For example, let us say we’re talking of a human.  Let’s say further that the human sees a mountain.

The human senses (sees) the mountain when rays of light scattered by the surface of the mountain or from things upon the mountain enter her or his eye and impinge upon the retina, triggering a chain of chemical reactions that lead to electrical potentials building up that act upon the nerves in the retinal cortex.

Subsequently, the neurons in the optical pathway of the human’s brain fire in such a manner that eventually, various parameters of the mountain come to be represented in the pattern of neural activations in the human’s brain.

We know that the human has modeled the mountain because the human can be asked to draw the mountain on a sheet of paper and will be able to do so.

Now, the human can be conscious of various parameters of the mountain as well.  For example, if the predominant colour of the mountain is represented in those neural activations, then the human is conscious of the predominant colour of the mountain.  For instance, if the human can answer, accurately or inaccurately, a question about the colour of the mountain, the human can be said to have modeled the same.

If the height of the mountain is represented in the neural patterns, then the human is conscious of the height of the mountain.  This can be tested by asking the human to state the height of the mountain.

If the shape of the mountain is vaguely capture in the neural activations so that the human identifies the same with that of a typical mountain, then the human is conscious of the mountain’s shape and that it is a mountain.

This ability to model is not present in what we typically consider an inanimate object.  A pin-hole camera would not actively create a model of what it senses (projects onto the wall) and is therefore not conscious.  Its projection is purely a result of physical phenomena external to it and it has no agency in the creation of the image within it.  So it has no consciousness.

Let’s say we use a digital camera which records the pixels of let’s say a mountain before it.  It can reproduce the mountain pixel by pixel, and so can be said to have a model in its memory of the mountain.  In other words, such a camera is conscious of the pixels of the mountain and everything else in the field of view.  It wouldn’t be conscious of the shapes or sizes or colours or even of the presence of  a mountain in the sense that a human would.

Claim:  Consciousness requires the active acquisition and storage of information from what is sensed.

Argument:  If the “model” is just the result of physical phenomena, say a projected image in a pin-hole camera, then there is no information acquired and stored by the system from what is sensed, and hence no consciousness.

Now, supposing that we were to build a machine of sand that created a representation of the mountain in sand and of the height and colour of the mountain and of the shape of the mountain and of the association of this shape with typical mountain shapes and of every other parameter that the human brain models.

Now, I would argue that this sand machine could be said to be conscious of the mountain in the same way as we are, even though it uses a completely different mechanism to create a model of the mountain.
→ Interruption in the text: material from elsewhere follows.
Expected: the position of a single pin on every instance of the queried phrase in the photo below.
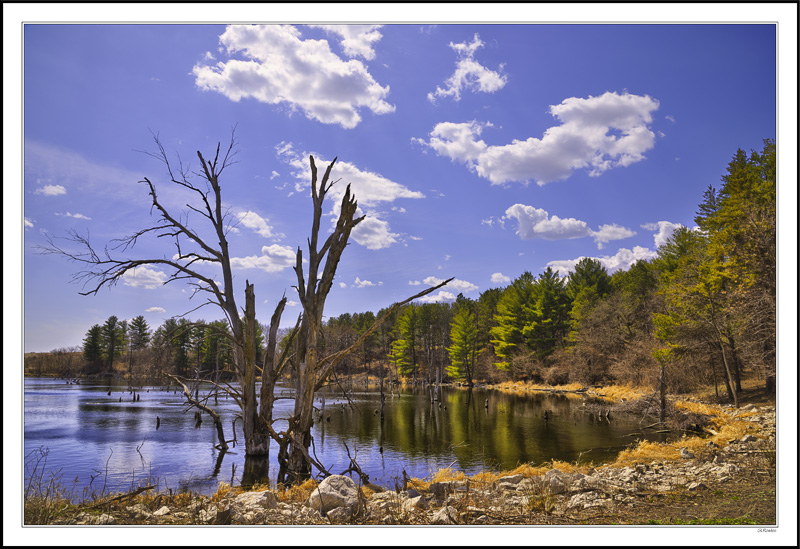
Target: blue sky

Claim:  The hypothetical sand machine and a human brain are equivalent

Argument:  Consciousness of something is only dependent on what is modeled, and no on the method of modeling.  So, as long as the parameters of the mountain are modeled in exactly the same way in two systems, they can be said to be conscious of it in the same way.

 

Corollary

We are machines.

 

All right, so that’s a claim as well.

Here are two arguments in support of the claim.
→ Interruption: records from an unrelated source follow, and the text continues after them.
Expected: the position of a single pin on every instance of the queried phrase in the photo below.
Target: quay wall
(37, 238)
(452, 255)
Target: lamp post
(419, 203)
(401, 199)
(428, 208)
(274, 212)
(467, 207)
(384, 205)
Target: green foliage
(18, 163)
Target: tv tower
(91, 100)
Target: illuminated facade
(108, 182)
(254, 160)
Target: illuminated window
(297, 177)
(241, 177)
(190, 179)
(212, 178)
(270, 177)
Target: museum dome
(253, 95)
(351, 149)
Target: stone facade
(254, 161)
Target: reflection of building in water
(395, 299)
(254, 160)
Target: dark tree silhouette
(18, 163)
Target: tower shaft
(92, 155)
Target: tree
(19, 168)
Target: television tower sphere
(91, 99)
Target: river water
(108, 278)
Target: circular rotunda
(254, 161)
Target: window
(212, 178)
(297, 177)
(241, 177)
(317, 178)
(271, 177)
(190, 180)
a) Our behaviour in some sensory tasks is similar to that we would expect from machine learning tools called classifiers.

  1. The Himba colour experiment discovered that the Himba tribe of Africa were distinguishing colours differently from the rest of the world. They could not distinguish between blue and green but could distinguish between many shades of green which other humans typically had a hard time telling apart.
  2. People who speak languages that do not have vowel tones have trouble hearing differences in tone. Similarly, people who speak languages where the consonants ‘l’ and ‘r’ are conflated cannot easily tell them apart.

This is typically how a machine learning tool called a classifier behaves.  A classifier needs to be trained on labelled sounds or colours and will learn to recognize only those, and will have a hard time telling other sounds or colours apart.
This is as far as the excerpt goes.